Rio de Janeiro, novembro de 2022.
- Para que existem despertadores?! – Acordei já bufando! Mas sorrio assim que lembro do encontro perfeito de ontem à noite! Me sinto orgulhoso de ter consigo montar tudo em tão pouco tempo... A sorte estava ao meu lado, quando lembrei que o pai de um amigo é colecionador de carros, surtei quando ele topou emprestar! Peguei o carro cheio de regras, entre elas, não deixar mais ninguém dirigir, essa eu furei com louvor! Quando Amanda me deu um beijo e pediu, desmanchei na hora, mas só entreguei as chaves quando chegamos na rua dela. A outra era devolver o carro no mesmo dia, por isso não pude nem ficar com ela. Até pensei em voltar, mas quando cheguei para devolver a raridade que eu dirigia começamos uma conversa regada a boas histórias e gargalhadas. Acabei chegando em casa de madrugada.

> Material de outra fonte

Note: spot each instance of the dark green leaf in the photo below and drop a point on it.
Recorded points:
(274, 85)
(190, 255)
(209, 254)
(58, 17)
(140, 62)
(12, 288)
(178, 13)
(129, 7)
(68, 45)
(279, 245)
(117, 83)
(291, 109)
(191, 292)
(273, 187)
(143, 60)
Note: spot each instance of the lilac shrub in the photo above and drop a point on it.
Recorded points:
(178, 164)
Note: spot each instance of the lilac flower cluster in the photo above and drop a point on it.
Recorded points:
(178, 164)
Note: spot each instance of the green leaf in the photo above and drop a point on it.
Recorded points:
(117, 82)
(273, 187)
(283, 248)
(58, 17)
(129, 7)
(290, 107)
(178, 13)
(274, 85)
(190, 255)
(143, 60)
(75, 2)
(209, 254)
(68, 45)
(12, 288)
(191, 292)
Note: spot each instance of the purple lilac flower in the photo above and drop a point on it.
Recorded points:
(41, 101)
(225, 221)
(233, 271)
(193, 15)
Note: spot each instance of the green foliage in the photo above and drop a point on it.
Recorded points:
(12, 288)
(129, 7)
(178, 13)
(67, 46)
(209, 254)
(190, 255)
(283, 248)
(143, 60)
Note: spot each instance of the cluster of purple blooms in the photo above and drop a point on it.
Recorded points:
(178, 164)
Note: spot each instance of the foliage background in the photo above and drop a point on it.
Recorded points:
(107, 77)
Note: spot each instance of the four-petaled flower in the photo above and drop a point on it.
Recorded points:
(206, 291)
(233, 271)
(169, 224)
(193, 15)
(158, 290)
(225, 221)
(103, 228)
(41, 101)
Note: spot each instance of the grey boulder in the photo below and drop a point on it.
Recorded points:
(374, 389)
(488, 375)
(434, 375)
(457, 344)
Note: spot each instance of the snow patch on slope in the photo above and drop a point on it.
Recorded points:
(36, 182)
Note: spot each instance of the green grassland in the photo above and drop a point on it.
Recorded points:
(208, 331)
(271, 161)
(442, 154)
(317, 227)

Novamente meu telefone toca, dessa vez com um alerta me lembrando de uma reunião importante, para apresentação de um projeto para a diretoria de uma multinacional de varejo. Corri com tudo, acertei os últimos detalhes com o meu time de programadores, fiz um teste. Tudo certo! Me arrumei rápido, pedi meu Uber e desci rapidamente para pegar um "café viajante". Do caminho envio uma mensagem para Amanda dizendo que não conseguiria estar com ela nessa manhã, mas que deixei um brigadeiro para que o dia dela começasse bem.
Demoramos mais tempo do que imaginávamos. O projeto foi aprovado e já engatamos em um novo contrato junto ao mesmo cliente. O mercado está cada vez mais acirrado, então quando tudo dá certo, festejamos. Fidelizar os clientes é imprescindível!

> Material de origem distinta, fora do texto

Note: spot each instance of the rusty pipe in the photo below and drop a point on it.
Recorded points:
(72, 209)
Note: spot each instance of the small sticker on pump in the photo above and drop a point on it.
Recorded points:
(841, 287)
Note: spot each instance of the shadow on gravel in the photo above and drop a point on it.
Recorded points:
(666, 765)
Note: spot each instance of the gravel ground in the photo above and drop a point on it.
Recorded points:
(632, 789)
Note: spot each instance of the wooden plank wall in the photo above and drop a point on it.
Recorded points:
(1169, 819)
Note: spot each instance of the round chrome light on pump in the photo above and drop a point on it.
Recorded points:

Existe uma tradição na ACJ-TI que quando conseguimos entregar um contrato com sucesso, saímos para comemorar com o time completo, da dona Lourdes, nossa tia da limpeza, passando pelo time de programadores, contando comigo, como CEO. Não foi diferente. Fomos para um restaurante e de lá só saímos tarde da noite. Só tinha um problema... um problema com nome, sobrenome, CPF, cabelos lindos e olhos intimidadores. Eu estava com saudade. Uma saudade maior do que eu esperava! Uma saudade real!
Agora faltam 15min para meia noite! Entro no meu prédio rumo ao meu apartamento, quando olho para minha porta vejo um post-it escrito "Você faz falta!", seguido de um coração. Sem assinatura, mas não precisa, eu reconheço a letra. Quando pego o recado e percebo que é perfumado. Ah! Amanda... já não entro em casa. Peço outro carro de aplicativo e vou para casa dela. Não ligo! Não mando mensagem! Só vou! Seja o que Deus quiser!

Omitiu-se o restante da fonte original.